A new picture book!

I have a new picture book on the way! Road Work Ahead

Road Work Ahead

This one has been a lo-o-o-ong time coming. I started it when my son was 2…and now he’s 27! When he was 2, he loved to look at all of the trucks and machines along the road, so I started snapping pics for him, and made him a “look book” that later turned into a picture book. I loved that book, so I kept rewriting it, and sending it out…and now 25 years later, it’s a book you can hold in your hand.

Road Work Ahead is coming out with Viking Children’s Books on September 15, 2011! Viking published my very first picture book, Man on the Moon, in 1997, so I feel like I have come home.

The publisher, Regina Hayes, asked me to write a new beginning and ending, so we knew why the little boy was on the road looking at all of the road work. It also added a who, by showing us the little boy before he got into the car. I needed all 6 Ws (who, what, when, where, why and how) to make it a story, not just a list of machines along the road. Stories sell, but lists…well, not so much. Adding 2 short stanzas made it work. (A good editor can see what your story needs and give you the push you need to make it work!)

So I added my mother and her famous homemade oatmeal cookies to the book. (We used to eat them right after they came out of the oven. Yum!) Driving to Grandma’s house for fresh, warm, homemade oatmeal cookies is definitely a reason to keep going despite all of the traffic delays due to the work along the road. And when you get to eat them at the end of the book, ah, sweet reward!
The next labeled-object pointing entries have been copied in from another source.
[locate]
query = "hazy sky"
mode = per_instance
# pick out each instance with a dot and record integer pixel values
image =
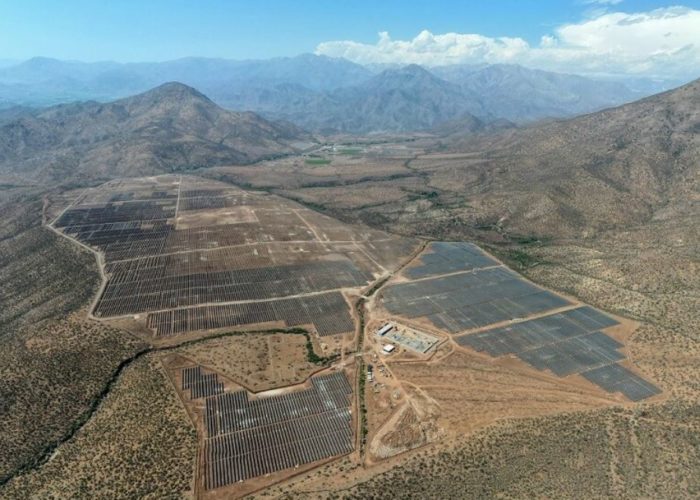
(592, 35)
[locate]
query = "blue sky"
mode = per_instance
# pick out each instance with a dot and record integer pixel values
(650, 38)
(152, 30)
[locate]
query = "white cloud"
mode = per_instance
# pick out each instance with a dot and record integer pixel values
(659, 43)
(602, 2)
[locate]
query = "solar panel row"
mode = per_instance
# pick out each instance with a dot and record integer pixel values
(565, 344)
(248, 438)
(448, 257)
(328, 312)
(469, 300)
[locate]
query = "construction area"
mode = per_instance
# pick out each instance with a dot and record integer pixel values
(183, 254)
(329, 339)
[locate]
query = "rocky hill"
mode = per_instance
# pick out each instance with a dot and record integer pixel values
(172, 127)
(619, 166)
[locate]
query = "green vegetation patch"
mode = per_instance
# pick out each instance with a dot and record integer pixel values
(349, 151)
(317, 161)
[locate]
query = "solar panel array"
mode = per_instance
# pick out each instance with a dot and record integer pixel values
(566, 343)
(122, 297)
(249, 438)
(200, 383)
(328, 312)
(448, 257)
(468, 300)
(457, 287)
(192, 271)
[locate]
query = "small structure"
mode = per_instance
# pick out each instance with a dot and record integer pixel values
(385, 329)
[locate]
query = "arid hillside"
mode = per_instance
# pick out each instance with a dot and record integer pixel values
(172, 127)
(620, 166)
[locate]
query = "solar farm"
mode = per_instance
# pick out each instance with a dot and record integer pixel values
(246, 437)
(194, 258)
(458, 289)
(184, 254)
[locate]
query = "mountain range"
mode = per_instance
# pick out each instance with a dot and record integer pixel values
(619, 167)
(169, 128)
(326, 94)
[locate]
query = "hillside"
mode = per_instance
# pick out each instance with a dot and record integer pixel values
(523, 95)
(620, 166)
(172, 127)
(326, 94)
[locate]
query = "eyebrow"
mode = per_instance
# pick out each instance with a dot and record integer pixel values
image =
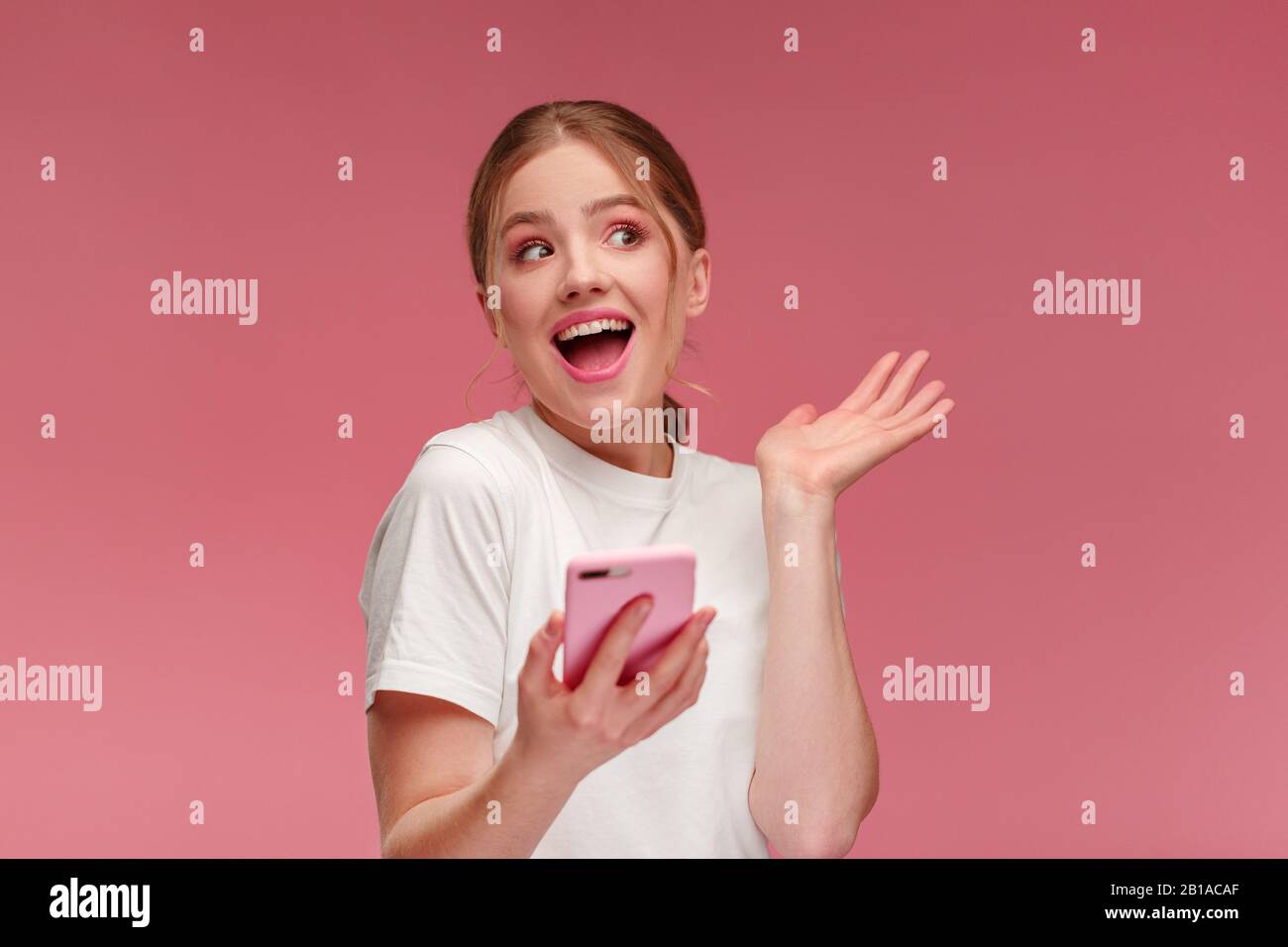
(545, 218)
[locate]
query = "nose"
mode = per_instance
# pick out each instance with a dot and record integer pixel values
(584, 275)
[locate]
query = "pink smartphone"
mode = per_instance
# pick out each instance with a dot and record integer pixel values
(600, 582)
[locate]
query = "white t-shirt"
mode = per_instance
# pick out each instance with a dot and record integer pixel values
(468, 564)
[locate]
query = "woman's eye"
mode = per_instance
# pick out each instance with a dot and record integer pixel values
(522, 253)
(632, 232)
(634, 236)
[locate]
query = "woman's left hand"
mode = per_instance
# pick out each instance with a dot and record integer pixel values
(823, 455)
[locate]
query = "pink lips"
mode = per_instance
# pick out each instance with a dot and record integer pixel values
(606, 372)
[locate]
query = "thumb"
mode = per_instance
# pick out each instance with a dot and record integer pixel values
(542, 647)
(802, 414)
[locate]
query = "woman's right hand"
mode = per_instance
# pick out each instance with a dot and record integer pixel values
(574, 731)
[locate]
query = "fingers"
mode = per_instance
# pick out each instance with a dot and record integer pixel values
(872, 382)
(919, 402)
(674, 701)
(666, 671)
(605, 668)
(918, 427)
(892, 399)
(539, 667)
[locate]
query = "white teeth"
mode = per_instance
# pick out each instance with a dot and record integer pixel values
(591, 328)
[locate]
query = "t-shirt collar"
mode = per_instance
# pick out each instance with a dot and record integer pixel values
(583, 464)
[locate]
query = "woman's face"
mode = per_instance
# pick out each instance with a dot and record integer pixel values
(559, 263)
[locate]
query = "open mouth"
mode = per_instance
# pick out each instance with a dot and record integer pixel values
(596, 346)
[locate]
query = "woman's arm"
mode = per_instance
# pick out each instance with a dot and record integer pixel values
(815, 753)
(441, 795)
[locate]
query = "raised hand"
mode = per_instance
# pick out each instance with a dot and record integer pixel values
(822, 455)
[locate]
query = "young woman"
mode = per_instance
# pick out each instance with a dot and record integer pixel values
(754, 729)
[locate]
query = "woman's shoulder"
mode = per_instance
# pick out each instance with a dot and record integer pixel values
(477, 454)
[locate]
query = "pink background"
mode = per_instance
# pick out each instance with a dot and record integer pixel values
(220, 684)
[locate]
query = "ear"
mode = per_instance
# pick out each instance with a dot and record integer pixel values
(699, 283)
(488, 316)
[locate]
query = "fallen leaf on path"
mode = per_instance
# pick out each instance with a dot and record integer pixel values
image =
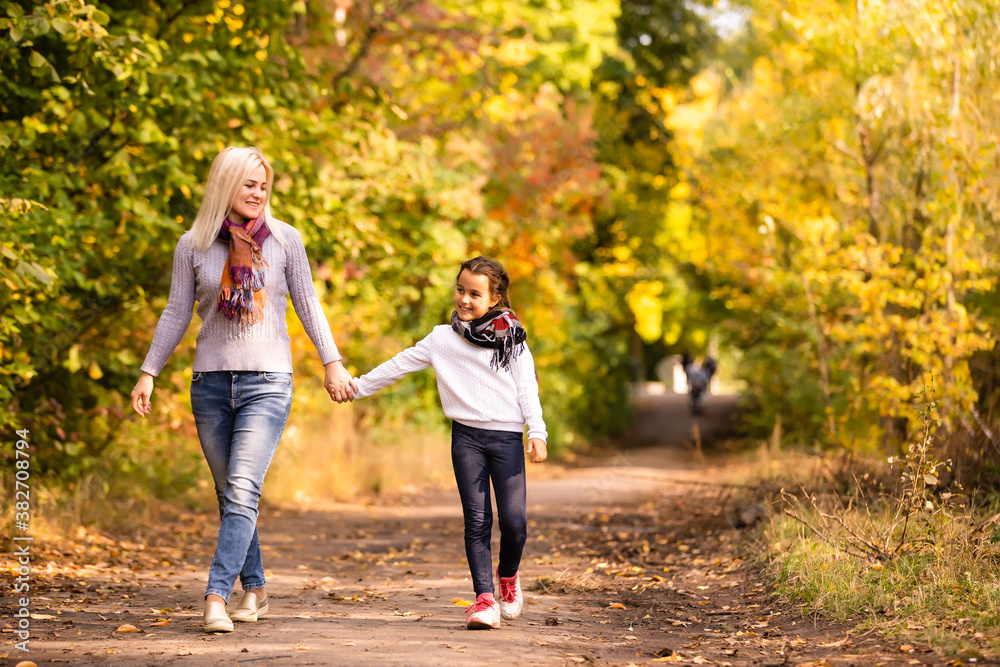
(843, 642)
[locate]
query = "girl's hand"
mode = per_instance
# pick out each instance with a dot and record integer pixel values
(541, 452)
(339, 383)
(141, 394)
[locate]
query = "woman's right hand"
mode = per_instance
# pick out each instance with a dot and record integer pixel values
(141, 395)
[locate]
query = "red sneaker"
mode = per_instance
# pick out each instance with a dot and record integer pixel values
(511, 597)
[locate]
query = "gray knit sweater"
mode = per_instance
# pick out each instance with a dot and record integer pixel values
(225, 345)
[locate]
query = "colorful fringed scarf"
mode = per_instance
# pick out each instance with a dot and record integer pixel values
(241, 296)
(498, 329)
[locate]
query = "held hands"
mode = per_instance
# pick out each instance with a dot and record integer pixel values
(141, 395)
(339, 383)
(537, 446)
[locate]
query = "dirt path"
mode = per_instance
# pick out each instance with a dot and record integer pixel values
(631, 559)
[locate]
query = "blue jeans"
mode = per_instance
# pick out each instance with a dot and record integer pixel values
(240, 417)
(478, 456)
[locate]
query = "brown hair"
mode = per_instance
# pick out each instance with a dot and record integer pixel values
(494, 271)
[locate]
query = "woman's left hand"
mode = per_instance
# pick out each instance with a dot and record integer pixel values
(537, 446)
(339, 383)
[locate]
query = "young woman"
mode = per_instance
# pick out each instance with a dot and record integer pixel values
(486, 380)
(239, 264)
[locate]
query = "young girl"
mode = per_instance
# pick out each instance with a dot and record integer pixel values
(486, 380)
(240, 265)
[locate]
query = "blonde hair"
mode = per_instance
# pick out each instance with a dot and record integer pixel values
(230, 169)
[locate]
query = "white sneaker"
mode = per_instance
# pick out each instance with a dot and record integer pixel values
(484, 614)
(251, 608)
(511, 597)
(216, 619)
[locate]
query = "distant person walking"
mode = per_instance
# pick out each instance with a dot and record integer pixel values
(486, 380)
(699, 379)
(240, 264)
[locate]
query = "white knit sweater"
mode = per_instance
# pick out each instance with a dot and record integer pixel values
(227, 345)
(471, 392)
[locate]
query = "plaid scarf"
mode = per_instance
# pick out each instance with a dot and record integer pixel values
(241, 296)
(498, 329)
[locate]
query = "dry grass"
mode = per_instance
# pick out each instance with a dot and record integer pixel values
(570, 583)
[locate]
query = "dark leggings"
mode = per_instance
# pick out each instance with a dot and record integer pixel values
(479, 455)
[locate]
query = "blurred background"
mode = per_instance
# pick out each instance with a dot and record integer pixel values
(807, 190)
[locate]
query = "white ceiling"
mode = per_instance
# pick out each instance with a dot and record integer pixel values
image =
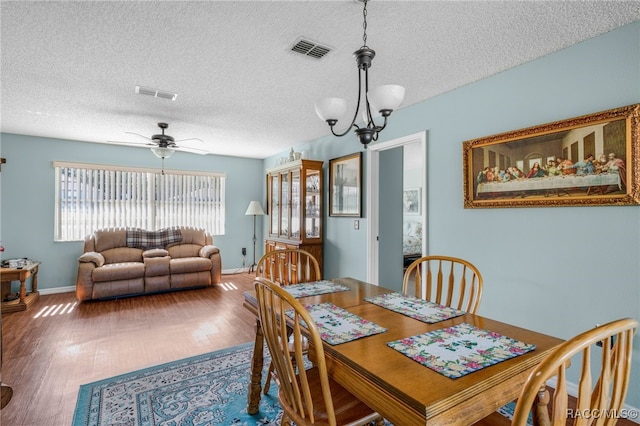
(69, 69)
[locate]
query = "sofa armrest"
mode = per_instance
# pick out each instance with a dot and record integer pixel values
(154, 253)
(208, 251)
(93, 257)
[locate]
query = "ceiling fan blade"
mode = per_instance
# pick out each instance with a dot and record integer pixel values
(138, 134)
(193, 150)
(190, 139)
(129, 143)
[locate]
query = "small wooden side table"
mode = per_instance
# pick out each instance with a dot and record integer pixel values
(22, 274)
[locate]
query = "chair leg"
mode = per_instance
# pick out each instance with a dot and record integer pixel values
(267, 385)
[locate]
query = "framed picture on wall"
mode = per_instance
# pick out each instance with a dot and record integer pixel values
(345, 186)
(411, 201)
(584, 161)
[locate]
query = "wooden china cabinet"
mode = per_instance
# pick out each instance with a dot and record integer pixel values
(295, 207)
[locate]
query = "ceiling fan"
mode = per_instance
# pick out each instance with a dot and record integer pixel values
(163, 145)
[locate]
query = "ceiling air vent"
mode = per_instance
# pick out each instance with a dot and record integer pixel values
(310, 48)
(156, 93)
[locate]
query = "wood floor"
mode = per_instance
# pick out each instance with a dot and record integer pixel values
(58, 345)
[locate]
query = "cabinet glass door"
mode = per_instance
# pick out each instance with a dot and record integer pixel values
(295, 204)
(285, 204)
(275, 204)
(312, 203)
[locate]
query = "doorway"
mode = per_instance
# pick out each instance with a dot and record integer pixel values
(385, 227)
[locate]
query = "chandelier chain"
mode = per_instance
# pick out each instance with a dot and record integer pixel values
(364, 24)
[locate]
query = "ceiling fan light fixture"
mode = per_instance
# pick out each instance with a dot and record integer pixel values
(162, 152)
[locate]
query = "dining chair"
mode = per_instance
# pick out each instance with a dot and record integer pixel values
(445, 280)
(288, 266)
(308, 396)
(597, 404)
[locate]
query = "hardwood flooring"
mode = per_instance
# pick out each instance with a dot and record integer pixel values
(57, 345)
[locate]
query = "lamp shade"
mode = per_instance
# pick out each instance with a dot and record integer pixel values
(387, 97)
(254, 209)
(161, 152)
(331, 108)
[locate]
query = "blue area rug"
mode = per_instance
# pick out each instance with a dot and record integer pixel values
(209, 389)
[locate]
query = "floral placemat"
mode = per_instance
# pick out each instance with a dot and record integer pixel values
(460, 350)
(337, 325)
(413, 307)
(314, 288)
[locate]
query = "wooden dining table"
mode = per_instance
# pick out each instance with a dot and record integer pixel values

Jannie Ho, the illustrator, and I, have created a Road Work Ahead Facebook page, and we post a new link with news, updates, or activities for kids there each week. This week I posted a link to the August 1st Publishers Weekly review.

Here’s a snippet of the PW review: A batch of Grandma’s homemade oatmeal cookies beckons, but for this backseat narrator, the sights and sounds along the road to her house are equally compelling: “Road work ahead./ Move over. Go slow./ Jackhammers crack./ Look at them go.”

(Notice how the change I made is mentioned in the review! The quoted text is the original beginning of the story. I had jumped too far into the action. What worked better was taking a few steps back and letting the reader know who the narrator was and why he was on the road in the first place. As I always say, “Writing is rewriting!” And a good editor makes ALL the difference!)